Ohio’s Shawnee and Kickapoo tribes would have been in bewildered stupors when faced with the dogs, brats, pizza, nachos and ice cream today’s “Indians” can stuff their faces with, only to wash it all down with $7 beers or $4 pops dispensed in souvenir cups sporting the likenesses of Travis Hafner and other Tribe faves.
Cleveland Indians fans ravenous for a World Series crown have a smorgasbord of delights fit for a gourmand to sate their hunger inside The Jake or out. And you don’t have to be staring out a window of the Terrace Club to tickle your taste buds with this cornucopia.
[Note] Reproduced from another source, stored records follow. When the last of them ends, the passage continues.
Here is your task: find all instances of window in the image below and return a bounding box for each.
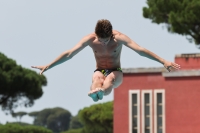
[141,90,152,133]
[154,90,165,133]
[129,91,140,133]
[129,90,165,133]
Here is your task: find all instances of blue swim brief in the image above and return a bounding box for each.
[94,68,122,77]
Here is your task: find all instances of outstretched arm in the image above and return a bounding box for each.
[31,36,89,74]
[119,34,180,72]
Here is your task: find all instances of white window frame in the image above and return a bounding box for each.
[129,90,140,133]
[154,89,166,133]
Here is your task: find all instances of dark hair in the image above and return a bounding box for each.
[95,19,112,38]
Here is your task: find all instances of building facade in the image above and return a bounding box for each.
[114,54,200,133]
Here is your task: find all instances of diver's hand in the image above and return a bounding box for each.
[31,65,49,75]
[163,61,181,72]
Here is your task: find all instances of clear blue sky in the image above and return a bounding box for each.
[0,0,199,123]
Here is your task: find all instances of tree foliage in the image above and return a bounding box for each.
[0,53,47,112]
[69,115,83,129]
[29,107,71,133]
[0,124,53,133]
[12,111,27,121]
[143,0,200,46]
[79,102,113,133]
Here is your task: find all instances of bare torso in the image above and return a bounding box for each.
[89,31,122,69]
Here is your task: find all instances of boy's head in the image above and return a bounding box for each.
[95,19,112,38]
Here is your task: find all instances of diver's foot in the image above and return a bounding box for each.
[97,88,104,100]
[88,89,99,102]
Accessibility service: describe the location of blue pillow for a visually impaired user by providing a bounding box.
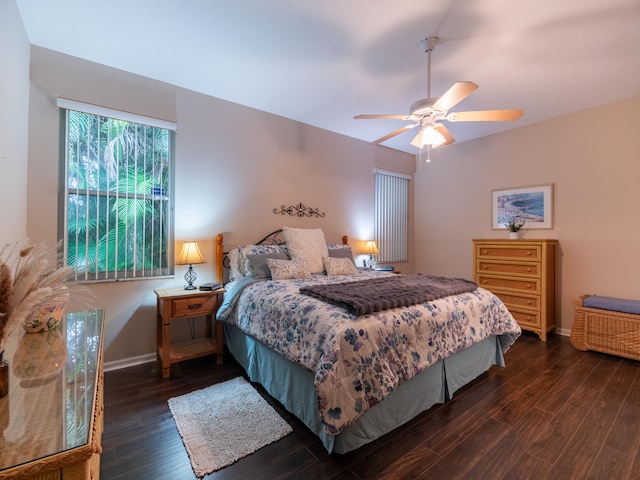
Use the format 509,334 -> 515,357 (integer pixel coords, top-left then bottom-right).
247,252 -> 289,278
329,247 -> 355,265
582,295 -> 640,315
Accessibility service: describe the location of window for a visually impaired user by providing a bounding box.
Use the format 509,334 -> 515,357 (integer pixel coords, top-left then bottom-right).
58,99 -> 175,281
374,169 -> 411,262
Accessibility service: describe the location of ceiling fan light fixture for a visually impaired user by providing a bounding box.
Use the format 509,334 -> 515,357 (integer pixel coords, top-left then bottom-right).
411,125 -> 447,148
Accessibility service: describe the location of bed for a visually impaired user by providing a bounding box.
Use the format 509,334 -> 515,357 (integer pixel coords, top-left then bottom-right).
216,227 -> 521,454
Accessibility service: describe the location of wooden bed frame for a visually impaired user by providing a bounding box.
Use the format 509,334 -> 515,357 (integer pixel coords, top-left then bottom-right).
216,230 -> 505,454
216,229 -> 349,283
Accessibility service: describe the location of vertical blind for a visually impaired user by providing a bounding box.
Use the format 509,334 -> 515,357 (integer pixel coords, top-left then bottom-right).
374,169 -> 411,262
58,99 -> 175,281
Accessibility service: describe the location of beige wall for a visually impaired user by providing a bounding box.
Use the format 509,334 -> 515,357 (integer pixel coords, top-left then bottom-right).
27,47 -> 415,365
0,0 -> 30,249
10,2 -> 640,365
415,97 -> 640,334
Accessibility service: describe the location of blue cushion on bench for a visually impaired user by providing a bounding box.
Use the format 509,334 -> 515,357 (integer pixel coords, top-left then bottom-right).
582,295 -> 640,315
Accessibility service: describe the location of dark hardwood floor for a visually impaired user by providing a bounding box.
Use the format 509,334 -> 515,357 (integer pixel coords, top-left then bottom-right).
101,333 -> 640,480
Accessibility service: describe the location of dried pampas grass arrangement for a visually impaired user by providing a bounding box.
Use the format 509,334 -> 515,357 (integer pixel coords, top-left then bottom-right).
0,243 -> 93,351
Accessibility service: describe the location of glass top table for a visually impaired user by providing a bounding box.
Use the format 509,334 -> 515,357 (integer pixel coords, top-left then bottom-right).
0,310 -> 104,479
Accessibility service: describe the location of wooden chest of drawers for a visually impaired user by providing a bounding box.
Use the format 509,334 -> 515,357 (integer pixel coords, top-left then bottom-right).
473,239 -> 558,341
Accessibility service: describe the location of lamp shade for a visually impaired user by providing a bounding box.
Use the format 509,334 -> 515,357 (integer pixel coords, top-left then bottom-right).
362,240 -> 380,255
411,125 -> 447,148
176,242 -> 205,265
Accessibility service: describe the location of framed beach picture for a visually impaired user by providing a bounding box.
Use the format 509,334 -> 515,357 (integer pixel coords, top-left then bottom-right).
491,184 -> 553,229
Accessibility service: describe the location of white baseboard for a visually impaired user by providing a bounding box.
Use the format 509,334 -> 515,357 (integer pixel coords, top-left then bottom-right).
104,329 -> 571,372
104,353 -> 156,372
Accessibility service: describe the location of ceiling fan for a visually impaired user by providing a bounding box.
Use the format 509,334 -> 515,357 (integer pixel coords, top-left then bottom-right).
353,37 -> 522,148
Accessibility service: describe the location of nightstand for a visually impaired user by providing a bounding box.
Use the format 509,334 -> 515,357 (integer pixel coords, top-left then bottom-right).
155,288 -> 224,378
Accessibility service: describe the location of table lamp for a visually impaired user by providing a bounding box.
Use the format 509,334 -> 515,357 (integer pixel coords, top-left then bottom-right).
176,242 -> 205,290
362,240 -> 380,268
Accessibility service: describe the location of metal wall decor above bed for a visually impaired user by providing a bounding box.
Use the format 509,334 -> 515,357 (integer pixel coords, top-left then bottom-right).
273,202 -> 324,217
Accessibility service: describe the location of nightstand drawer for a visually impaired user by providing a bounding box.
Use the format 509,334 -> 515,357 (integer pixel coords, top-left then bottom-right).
171,295 -> 218,317
477,274 -> 540,294
478,260 -> 540,277
476,245 -> 541,260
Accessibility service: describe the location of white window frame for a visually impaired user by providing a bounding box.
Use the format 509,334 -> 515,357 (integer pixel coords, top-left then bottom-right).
56,98 -> 177,282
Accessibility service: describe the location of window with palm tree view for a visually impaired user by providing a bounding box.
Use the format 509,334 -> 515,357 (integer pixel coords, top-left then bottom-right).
59,103 -> 174,281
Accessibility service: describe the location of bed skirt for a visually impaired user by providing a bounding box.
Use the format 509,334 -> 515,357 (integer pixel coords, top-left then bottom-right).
224,323 -> 504,453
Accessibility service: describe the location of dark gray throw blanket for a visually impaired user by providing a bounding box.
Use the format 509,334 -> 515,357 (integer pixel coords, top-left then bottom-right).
300,273 -> 478,315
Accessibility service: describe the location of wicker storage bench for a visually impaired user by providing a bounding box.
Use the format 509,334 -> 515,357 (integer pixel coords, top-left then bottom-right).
571,295 -> 640,360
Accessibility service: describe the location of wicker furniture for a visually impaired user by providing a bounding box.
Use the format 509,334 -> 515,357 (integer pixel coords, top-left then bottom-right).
155,288 -> 224,378
473,239 -> 558,341
0,310 -> 104,480
571,295 -> 640,360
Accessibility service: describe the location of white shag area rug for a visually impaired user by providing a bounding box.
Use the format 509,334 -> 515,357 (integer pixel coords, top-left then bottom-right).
168,377 -> 293,478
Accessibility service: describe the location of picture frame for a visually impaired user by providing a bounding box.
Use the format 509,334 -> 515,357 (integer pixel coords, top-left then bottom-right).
491,184 -> 553,230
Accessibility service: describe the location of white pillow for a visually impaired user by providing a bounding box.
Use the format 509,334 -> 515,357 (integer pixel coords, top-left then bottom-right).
267,258 -> 311,280
322,257 -> 358,277
282,227 -> 329,273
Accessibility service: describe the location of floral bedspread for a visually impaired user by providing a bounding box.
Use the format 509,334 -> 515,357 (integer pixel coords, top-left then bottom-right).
218,271 -> 521,435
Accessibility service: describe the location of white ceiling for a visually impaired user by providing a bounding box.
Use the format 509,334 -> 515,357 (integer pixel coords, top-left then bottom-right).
16,0 -> 640,153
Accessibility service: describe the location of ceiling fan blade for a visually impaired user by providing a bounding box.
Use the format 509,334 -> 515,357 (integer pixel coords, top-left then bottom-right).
353,114 -> 408,120
447,110 -> 522,122
433,123 -> 456,147
432,82 -> 478,112
371,123 -> 420,143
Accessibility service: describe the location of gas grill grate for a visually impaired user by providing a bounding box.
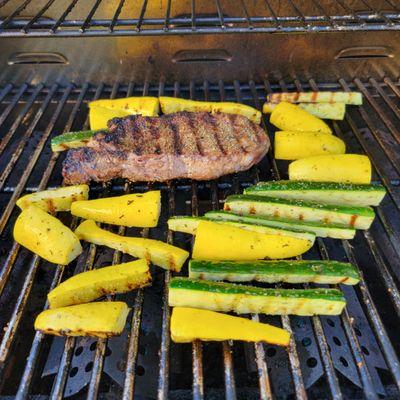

Those lucky enough (or should that be well-heeled enough) to hold tickets to Games 3-5 at Jacobs Field can belly up to concession stands all over the ballpark for anything from corned beef, turkey wraps and gyros to gourmet burritos, shrimp baskets, ribs and Philly cheese steaks.
Just make sure you bring plenty of cash or plastic.
And if things go south for the Tribe (I didn’t say that), you can head for the frozen daiquiris and specialty martinis served up at the ballpark’s two bars.
We have come a long way since the bare-bones peanuts and hot dogs menu of old-time ballparks.
Cleveland may not have those foods like Boston baked beans and chowder that are cultural touchstones for Bostonians, but we’re not without lots of foods we love to eat and brag up.
There’s that perfect fish-fry food of the gods known as Lake Erie perch. And what about those hip-expanding pierogies, paczkis, chicken paprikash and baklava, or the most succulent bratwurst sandwich I’ve ever had from one of the delightful stands that pack Cleveland’s storied West Side Market.
And we haven’t even touched on all those obscenely rich pasta dishes and calorie-busting pastries produced in Little Italy, arguably the city’s biggest concentration of delectable restaurants and bakeries.
We’re ready to feast on the Red Sox but since there are laws about that sort of thing, let’s wash up, put those napkins around our necks, sit up straight at the table and chow down on all the goodies we’re known for.
When it comes to eats, we can send the Bean-town set to the showers.